Saturday, October 1, 2011

03/09 More schools 1st refuge for kids in disaster

The Yomiuri Shimbun

Drawing lessons from the Great East Japan Earthquake, an increasing number of schools are considering keeping students at school instead of letting them go home to keep them safe in the event of a similar disaster.

All train services were halted for several hours in the Tokyo metropolitan area after the March 11 earthquake, preventing many parents from returning home and leaving them unable to confirm the safety or whereabouts of their children.

The Education, Culture, Sports, Science and Technology Ministry plans to have an expert panel, which was launched in July, make new guidelines covering when students should be returned to parents in such situations.

On Aug. 26, municipal Takashima Daiichi Primary School in Itabashi Ward, Tokyo, conducted a disaster prevention drill on the premise that an earthquake measuring lower 5 on the Japanese seismic intensity scale of 7 had hit the area. Part of the drill involved parents coming to the school to pick up their children.

Mizuho Wakabayashi, 40, who came to pick up her 10-year-old daughter, Satsuki, said, "It's important to learn through drills like this so I won't panic when a real disaster strikes."

After the March 11 earthquake, the school's principal, Yoshiaki Yazaki, decided to let students go home in groups because no buildings had collapsed and there was no serious damage nearby.

However, many parents later complained about Yazaki's decision.

"Why didn't the school keep students there?" asked one. Another said, "When I got home, my child was crying."

More parents had great difficulty getting home from work than Yazaki had predicted.

"We failed to make preparations from the perspective of our students and their parents," he said.

In July, the school notified parents it will take care of students until parents come to pick them up if an earthquake of lower 5 or stronger on the Japanese scale occurs.

Even after an earthquake measuring 4 or less disrupts public transport systems in the Tokyo metropolitan area, the school will look after students whose parents have registered in advance.

Parents of about 160 students at the school have registered.

According to a survey by the Tokyo metropolitan board of education, 52.7 percent of primary schools and 12.3 percent of middle schools of Tokyo's 1,900 primary and middle schools kept an eye on students after the March 11 quake.

In July, the metropolitan board of education instructed the schools to, in principle, care for students after a disaster until parents come to pick them up.

The Yokohama municipal board of education also revised the city's disaster-management plan for schools.

The new plan stipulates that if public transportation systems shut down, schools should keep students until parents pick them up.

But some parents may be unable to come to school and some children could have to stay at school overnight. This raises the question of what food and other supplies schools should keep on hand.

Tokyo metropolitan high schools stock enough water, food, blankets and other emergency goods to last three days.
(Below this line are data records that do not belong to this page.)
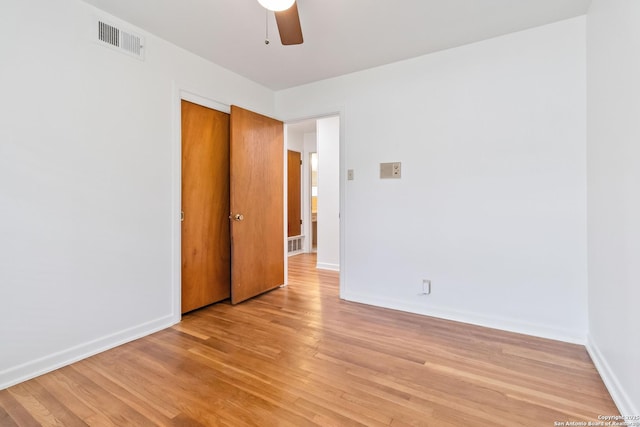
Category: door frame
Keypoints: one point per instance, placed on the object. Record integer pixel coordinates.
(341, 114)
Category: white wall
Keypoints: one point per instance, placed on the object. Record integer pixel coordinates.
(613, 188)
(86, 156)
(492, 202)
(328, 140)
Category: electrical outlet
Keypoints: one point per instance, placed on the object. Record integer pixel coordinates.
(390, 170)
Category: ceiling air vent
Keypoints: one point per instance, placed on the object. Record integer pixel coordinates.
(123, 41)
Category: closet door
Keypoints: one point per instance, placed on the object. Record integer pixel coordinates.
(206, 268)
(257, 204)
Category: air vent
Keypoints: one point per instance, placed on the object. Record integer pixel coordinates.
(121, 40)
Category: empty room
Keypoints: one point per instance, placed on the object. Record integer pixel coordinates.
(466, 245)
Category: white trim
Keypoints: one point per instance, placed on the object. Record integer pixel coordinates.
(35, 368)
(505, 324)
(616, 390)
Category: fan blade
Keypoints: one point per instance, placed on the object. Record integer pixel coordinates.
(289, 26)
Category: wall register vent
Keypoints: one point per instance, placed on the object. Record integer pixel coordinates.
(123, 41)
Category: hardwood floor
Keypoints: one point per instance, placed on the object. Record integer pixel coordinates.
(299, 356)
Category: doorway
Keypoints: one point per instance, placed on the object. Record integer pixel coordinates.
(245, 155)
(319, 141)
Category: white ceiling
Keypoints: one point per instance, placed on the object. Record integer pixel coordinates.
(340, 36)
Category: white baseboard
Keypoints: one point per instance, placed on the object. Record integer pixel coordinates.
(49, 363)
(616, 390)
(328, 266)
(510, 325)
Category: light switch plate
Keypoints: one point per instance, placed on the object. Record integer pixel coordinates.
(391, 170)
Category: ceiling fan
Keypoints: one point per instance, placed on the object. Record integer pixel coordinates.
(287, 18)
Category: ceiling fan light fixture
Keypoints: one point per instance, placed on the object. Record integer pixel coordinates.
(276, 5)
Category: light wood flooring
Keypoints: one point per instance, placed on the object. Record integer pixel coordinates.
(300, 356)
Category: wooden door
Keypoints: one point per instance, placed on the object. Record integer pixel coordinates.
(257, 204)
(205, 203)
(294, 211)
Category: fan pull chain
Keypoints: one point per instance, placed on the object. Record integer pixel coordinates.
(266, 24)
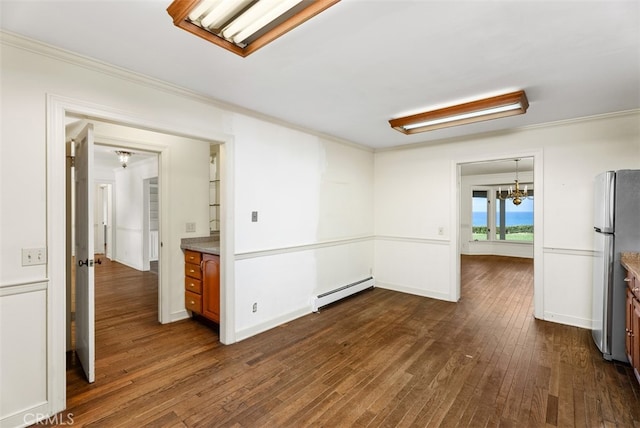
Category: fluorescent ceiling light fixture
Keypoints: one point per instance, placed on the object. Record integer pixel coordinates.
(243, 26)
(505, 105)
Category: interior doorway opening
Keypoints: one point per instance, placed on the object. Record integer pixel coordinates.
(111, 237)
(490, 178)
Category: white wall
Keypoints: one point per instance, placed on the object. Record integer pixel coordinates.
(415, 194)
(130, 211)
(315, 225)
(314, 197)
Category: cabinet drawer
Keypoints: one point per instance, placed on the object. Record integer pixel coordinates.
(193, 302)
(192, 257)
(193, 285)
(193, 271)
(633, 283)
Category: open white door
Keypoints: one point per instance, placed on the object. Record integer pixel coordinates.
(85, 307)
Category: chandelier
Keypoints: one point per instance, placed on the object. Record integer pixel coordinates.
(516, 194)
(123, 157)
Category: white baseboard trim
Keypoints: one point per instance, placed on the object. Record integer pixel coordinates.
(178, 316)
(268, 325)
(415, 291)
(567, 320)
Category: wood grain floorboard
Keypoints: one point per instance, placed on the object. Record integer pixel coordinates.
(377, 359)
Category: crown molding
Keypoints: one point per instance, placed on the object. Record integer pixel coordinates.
(40, 48)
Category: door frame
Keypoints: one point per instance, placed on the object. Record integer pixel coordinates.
(538, 221)
(57, 107)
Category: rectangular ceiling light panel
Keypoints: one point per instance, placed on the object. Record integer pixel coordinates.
(475, 111)
(243, 26)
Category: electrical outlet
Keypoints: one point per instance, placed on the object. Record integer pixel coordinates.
(34, 256)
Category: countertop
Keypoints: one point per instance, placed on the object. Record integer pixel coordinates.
(205, 244)
(631, 262)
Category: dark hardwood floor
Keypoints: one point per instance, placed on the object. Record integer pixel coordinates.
(380, 358)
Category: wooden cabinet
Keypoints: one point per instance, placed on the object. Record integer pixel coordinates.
(211, 287)
(193, 281)
(202, 284)
(633, 322)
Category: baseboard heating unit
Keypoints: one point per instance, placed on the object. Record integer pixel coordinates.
(342, 292)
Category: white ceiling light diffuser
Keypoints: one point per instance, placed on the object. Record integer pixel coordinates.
(243, 26)
(475, 111)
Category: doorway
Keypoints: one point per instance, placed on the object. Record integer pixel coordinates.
(113, 231)
(490, 176)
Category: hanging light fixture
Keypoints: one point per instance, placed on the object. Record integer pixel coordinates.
(516, 194)
(123, 156)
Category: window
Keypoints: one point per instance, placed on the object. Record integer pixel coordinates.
(507, 222)
(514, 222)
(479, 215)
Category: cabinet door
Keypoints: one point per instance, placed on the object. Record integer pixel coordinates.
(211, 288)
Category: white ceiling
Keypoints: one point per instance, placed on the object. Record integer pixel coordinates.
(349, 70)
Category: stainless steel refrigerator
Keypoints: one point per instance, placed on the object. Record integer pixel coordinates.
(617, 230)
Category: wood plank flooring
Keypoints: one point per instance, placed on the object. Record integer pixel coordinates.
(380, 358)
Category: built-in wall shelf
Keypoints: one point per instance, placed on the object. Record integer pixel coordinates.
(214, 189)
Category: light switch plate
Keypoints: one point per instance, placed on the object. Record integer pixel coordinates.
(34, 256)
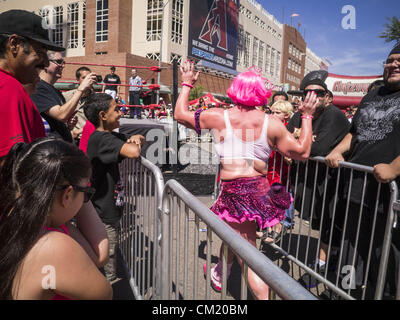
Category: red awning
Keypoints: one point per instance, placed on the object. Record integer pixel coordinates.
(344, 102)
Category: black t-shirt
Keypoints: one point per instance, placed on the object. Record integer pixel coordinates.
(104, 153)
(46, 97)
(328, 130)
(112, 79)
(376, 139)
However, what supplies primary and middle schools should stockpile is left to individual ward, city, town and village governments. Some principals have suggested their schools do not have enough emergency supplies.

According to a survey by Tokyo Shiritsu Shoto-gakko Kyokai, an association of 54 private primary schools in Tokyo, a total of 1,123 students at 28 member schools spent the night at school after the March 11 quake because they could not get home.

At Keio Yochisha Primary School in Shibuya Ward, 23 of the 852 students took shelter at the school overnight after the March quake.

"We realized anew that it's safer to keep the kids at school rather than force them to go home," an official of the school said.

The school is reviewing what emergency supplies it will store.